Well, still - current translation systems are data-driven, without exception, vide http://norvig.com/chomsky.html.

And LSTMs are awesome at picking grammar, even not one considered English grammar (line braking patterns, proper names, markup for links, etc). Vide http://karpathy.github.io/2015/05/21/rnn-effectiveness/

There are other issues like keeping track of the context, in which they suck (as of now). And right now it is like text-skimming quality, rather than "understanding" of text.

For understanding meaning, it seems that text is not enough, we need embodied cognition. Not necessarily walking robots (though, it might help) but being able to combine various senses. Some concepts are rarely communicated explicitly with words (hence - learning from an arbitrarily large text corpus may not suffice), but we have enough of experience from vision, touch etc.

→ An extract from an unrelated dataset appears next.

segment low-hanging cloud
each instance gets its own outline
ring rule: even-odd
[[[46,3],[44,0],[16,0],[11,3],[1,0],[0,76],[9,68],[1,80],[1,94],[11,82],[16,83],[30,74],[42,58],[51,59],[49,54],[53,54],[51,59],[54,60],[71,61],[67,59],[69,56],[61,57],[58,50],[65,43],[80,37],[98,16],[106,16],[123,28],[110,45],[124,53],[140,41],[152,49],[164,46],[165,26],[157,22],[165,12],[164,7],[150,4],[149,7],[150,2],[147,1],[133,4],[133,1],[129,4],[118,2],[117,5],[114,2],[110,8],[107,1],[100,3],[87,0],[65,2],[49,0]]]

Since I am mostly into DL for vision (though some interest in cognitive science), I got a lot of insight of the current SOTA (and its limitations) in NLP from http://www.abigailsee.com/2017/08/30/four-deep-learning-tren.... See also:

> while word embeddings capture certain conceptual features such as “is edible”, and “is a tool”, they do not tend to capture perceptual features such as “is chewy” and “is curved” – potentially because the latter are not easily inferred from distributional semantics alone.